Lange wurde behauptet, Plenardebatten dienten dem Austausch zwischen den Deputierten. Um gesellschaftlichen Standpunkten zum Durchbruch zu verhelfen. Um sich auf die bestmögliche Fassung eines Gesetzes zu einigen. Nun erweisen die Debatten sich als Spektakel. Für ein Publikum von Rentnern am Fernseher, Lobbyisten am Computer.
„Le spectacle est le discours ininterrompu que l’ordre présent tient sur lui-même, son monologue élogieux. C’est l’auto-portrait du pouvoir à l’époque de sa gestion totalitaire des conditions d’existence“ (Guy Debord, La Société du spectacle, S. 18).
Die Abgeordneten verringern ihre Redezeit, um ihren Unterhaltungswert zu steigern. Obwohl die Gesetze technischer, komplexer werden. Und deshalb ausführlichere Erörterungen verlangten. Kürzere Redezeiten führen aber „méi a Richtung Liewensqualitéit fir jiddereen, deen eis Debatte suivéiert, an och vläicht fir eis selwer“. Freute sich die grüne Berichterstatterin Sam Tanson.
Mit ihrer Selbstkritik geben die Abgeordneten Reichspropagandaminister Joseph Goebbels recht. Er nannte den Reichstag „Quatschbude“. Nach dem Krieg wurde die Schmähung des „Gequatsches“ fortgeführt: Von den Stammtischen, der Lëtzebuerger Revue, Kabarettisten, Satirikern.
„Dës Chamber ass, ouni dass ech iwwerdreiwen, nu wirklech déi dommste Chamber, déi et op der ganzer Welt gëtt an engem demokratesche Regime.“ Beschwerte sich der CSV-Abgeordnete Fernand Rau (7.7.1982). Er ging zur ADR.
Kommissionssitzungen waren bisher nicht öffentlich. Nun werden auch sie im Fernsehen und Internet übertragen. In den Ausschusssitzungen ist die Redezeit unbegrenzt.
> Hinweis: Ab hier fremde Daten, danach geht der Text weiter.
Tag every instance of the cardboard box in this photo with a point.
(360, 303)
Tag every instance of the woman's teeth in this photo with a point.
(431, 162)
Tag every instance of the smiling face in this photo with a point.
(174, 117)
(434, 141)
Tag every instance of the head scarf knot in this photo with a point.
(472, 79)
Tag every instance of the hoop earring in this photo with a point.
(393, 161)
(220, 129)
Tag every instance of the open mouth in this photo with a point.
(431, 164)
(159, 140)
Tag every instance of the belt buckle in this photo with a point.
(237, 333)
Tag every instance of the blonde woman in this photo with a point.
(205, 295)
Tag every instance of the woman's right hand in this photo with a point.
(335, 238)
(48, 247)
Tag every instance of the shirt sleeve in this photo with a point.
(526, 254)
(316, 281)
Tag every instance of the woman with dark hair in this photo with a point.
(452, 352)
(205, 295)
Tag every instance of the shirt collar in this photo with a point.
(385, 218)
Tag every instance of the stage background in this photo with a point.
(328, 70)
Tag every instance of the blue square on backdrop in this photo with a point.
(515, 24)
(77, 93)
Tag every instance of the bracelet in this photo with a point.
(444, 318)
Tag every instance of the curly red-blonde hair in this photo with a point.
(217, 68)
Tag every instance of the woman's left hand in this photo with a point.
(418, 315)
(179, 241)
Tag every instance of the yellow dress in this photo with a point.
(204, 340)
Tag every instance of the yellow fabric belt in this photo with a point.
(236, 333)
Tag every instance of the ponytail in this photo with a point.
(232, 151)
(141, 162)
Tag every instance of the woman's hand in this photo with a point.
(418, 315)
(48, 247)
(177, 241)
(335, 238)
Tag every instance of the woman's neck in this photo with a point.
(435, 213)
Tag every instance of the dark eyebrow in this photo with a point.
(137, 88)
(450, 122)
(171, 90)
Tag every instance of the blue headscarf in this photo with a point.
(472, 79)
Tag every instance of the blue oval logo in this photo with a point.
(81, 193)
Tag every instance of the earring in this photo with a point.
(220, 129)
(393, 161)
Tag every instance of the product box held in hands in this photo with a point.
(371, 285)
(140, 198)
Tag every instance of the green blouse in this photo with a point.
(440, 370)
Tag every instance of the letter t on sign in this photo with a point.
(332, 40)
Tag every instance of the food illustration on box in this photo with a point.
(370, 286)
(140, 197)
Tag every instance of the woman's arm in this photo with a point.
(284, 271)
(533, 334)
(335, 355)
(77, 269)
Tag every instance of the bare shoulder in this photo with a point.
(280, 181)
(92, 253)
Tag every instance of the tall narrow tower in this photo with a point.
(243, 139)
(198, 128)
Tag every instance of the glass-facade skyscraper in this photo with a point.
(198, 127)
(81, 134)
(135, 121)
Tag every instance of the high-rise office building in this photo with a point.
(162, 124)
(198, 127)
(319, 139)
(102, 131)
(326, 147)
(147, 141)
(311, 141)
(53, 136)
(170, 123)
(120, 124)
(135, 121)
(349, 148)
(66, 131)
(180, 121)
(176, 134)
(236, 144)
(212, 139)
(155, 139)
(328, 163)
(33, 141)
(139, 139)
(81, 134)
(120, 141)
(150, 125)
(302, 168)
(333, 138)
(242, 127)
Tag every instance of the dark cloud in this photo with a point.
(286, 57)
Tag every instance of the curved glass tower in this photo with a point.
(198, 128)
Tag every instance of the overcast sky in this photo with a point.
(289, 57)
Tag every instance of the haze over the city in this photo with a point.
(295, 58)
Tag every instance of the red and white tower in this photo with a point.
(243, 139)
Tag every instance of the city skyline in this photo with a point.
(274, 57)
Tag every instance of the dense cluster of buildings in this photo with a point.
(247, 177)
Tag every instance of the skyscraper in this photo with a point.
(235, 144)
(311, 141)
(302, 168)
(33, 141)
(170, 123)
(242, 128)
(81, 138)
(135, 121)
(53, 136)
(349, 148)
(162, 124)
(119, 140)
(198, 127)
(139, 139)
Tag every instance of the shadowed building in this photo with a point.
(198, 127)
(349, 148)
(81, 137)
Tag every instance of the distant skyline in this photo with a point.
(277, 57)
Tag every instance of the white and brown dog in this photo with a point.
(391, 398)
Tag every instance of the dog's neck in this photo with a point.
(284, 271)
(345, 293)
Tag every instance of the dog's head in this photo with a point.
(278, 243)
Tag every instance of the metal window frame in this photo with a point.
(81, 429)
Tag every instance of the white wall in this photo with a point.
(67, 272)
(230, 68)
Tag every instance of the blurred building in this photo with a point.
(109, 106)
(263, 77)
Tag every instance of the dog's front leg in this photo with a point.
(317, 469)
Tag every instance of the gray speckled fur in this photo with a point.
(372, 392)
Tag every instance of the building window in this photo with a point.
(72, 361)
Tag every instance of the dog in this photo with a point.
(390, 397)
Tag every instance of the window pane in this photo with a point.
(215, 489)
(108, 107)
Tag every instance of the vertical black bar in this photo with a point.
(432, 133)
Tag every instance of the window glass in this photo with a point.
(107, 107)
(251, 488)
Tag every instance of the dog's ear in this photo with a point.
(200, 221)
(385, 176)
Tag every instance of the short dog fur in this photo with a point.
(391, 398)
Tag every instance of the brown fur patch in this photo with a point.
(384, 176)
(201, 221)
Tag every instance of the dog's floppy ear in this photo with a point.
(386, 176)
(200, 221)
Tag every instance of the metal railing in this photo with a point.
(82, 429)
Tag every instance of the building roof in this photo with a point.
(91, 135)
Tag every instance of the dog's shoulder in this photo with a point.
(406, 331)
Abgeordnete loben die Rundfunkübertragung als Höhepunkt demokratischer Transparenz. Brecht verlangte vom Rundfunk, „den Zuhörer nicht nur hören, sondern auch sprechen zu machen und ihn nicht zu isolieren, sondern ihn auch in Beziehung zu setzen“ (GBFA, Bd. 21, S. 553). Deshalb warnt der Kommentar zur Geschäftsordnung nachdrücklich: Die Kommissionssitzungen sind „pas pour autant ouvertes au public [...] Le public n’a pas accès aux salles de réunion. La participation physique aux réunions est réservée“ (S. 2).
CSV und DP wollen in den nächsten Jahren mit Ausgabenkürzungen für die Besitzlosen die Steuersenkungen für die Besitzenden finanzieren. Sie versuchen nicht, modern und dynamisch zu sein. Sie versuchen, durch kurze und knackige Werbung unpopuläre Politik populär zu machen.